I recently had a great discussion with the government Whip and MP for Wellingborough Gen Kitchen, in which we discussed some of the risks of AI chatbots. These include the number of young people developing mental health problems exacerbated by reductive, circular conversations with machines encouraging sometimes dangerous behaviour.
Should we allow highly convincing, unregulated conversational AI to be unleashed en masse on a vulnerable segment of the population?
How can we tell what the effects will be on older people, who are probably the most unfamiliar with this type of technology? What will the impact be on those already living with dementia or other age-related conditions?
Do we think it’s a good idea to conduct a huge, uncontrolled social experiment without thinking about it very carefully first? I can tell you, as someone who has worked in this sector for over 30 years, that it most definitely is not.
Society is currently struggling to deal with a whole range of issues linked to the dissemination of smartphones and social media on young people. The news is full of stories of governments around the world trying to impose age limits or bans in schools. The corrosive and damaging effect they can have on the minds of children is becoming abundantly clear.
Did none of us see this coming? Or were we enchanted by the shiny newness, the convenience, the money making potential and the hype to the extent that we jumped in with both feet without asking too many questions?
The story has parallels with the ancient Romans who, possessed by the gleaming utility of lead, used it to make goblets for drinking wine and subsequently experienced acute lead poisoning. No matter how shiny, convenient and fashionable something is, it can still be extremely bad for us.
Do we want to begin serving up one of humanity’s defining characteristics, the capability to converse and tell stories, in what could be the potentially poisoned chalice of AI?
As a confirmed techo-evangelist, I still firmly suggest a much better approach is to use the growing power of this technology to augment, not replace, the remarkable skillset we humans possess. We must surely, at least find a blended approach?
I can certainly see, for example, a role for machines to monitor and review conversations with older people to identify anything human agents may have missed. But let’s use digital technology to deliver more of these conversations, not less.

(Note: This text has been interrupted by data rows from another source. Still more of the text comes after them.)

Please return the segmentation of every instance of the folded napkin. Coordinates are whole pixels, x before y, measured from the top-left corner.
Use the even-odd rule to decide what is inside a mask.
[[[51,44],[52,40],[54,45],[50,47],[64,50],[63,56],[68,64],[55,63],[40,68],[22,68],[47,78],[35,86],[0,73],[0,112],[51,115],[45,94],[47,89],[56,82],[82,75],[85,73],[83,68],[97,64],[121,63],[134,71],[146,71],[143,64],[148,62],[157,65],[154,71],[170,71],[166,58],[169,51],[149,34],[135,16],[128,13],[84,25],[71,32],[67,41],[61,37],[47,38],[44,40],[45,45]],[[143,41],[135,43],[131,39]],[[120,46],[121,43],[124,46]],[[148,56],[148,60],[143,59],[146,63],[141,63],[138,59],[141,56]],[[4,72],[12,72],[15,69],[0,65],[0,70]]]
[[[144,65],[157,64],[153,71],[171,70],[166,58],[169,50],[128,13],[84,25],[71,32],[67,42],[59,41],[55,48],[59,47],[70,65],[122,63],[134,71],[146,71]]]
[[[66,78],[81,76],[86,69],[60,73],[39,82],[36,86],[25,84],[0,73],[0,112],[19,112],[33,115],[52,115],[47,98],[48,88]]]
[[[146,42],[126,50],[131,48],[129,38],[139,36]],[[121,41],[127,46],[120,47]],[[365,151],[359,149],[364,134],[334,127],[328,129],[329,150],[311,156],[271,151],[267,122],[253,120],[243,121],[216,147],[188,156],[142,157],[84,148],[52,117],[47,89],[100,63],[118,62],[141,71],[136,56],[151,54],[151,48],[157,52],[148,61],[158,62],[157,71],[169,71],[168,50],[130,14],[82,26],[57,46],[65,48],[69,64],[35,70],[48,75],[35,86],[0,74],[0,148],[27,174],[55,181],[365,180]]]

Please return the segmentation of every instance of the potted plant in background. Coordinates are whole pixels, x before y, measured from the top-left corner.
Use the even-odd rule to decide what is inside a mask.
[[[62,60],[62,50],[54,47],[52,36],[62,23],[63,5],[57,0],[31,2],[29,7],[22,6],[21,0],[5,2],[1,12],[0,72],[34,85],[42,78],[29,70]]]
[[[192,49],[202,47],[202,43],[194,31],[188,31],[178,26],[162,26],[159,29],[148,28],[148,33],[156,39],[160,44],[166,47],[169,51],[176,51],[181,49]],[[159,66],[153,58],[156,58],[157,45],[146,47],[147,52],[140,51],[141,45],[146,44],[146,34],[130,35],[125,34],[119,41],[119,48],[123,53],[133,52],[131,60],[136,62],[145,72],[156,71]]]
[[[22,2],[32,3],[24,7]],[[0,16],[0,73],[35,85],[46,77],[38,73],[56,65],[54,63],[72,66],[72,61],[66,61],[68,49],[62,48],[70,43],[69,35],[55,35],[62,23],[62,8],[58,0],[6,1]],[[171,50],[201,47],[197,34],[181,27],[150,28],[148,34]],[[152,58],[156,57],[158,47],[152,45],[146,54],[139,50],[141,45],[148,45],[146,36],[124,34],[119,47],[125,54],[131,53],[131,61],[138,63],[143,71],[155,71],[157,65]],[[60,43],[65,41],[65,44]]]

Surely now is the time to begin investing more in people, and making the most of their innate emotional intelligence rather than throwing it out in favour of the artificial alternative.
My final thought for today is this; is there a role to play for conversational AIs to speak to people who would otherwise have no contact?
There’s no doubt that a gulp of water from a lead lined pipe might quench a desperate thirst, irrespective of the long term toxicity.
Or is it an act of unforgivable laziness that at the height of a communications revolution, we still haven’t quite yet got our act together to connect the most isolated amongst us with other real human beings?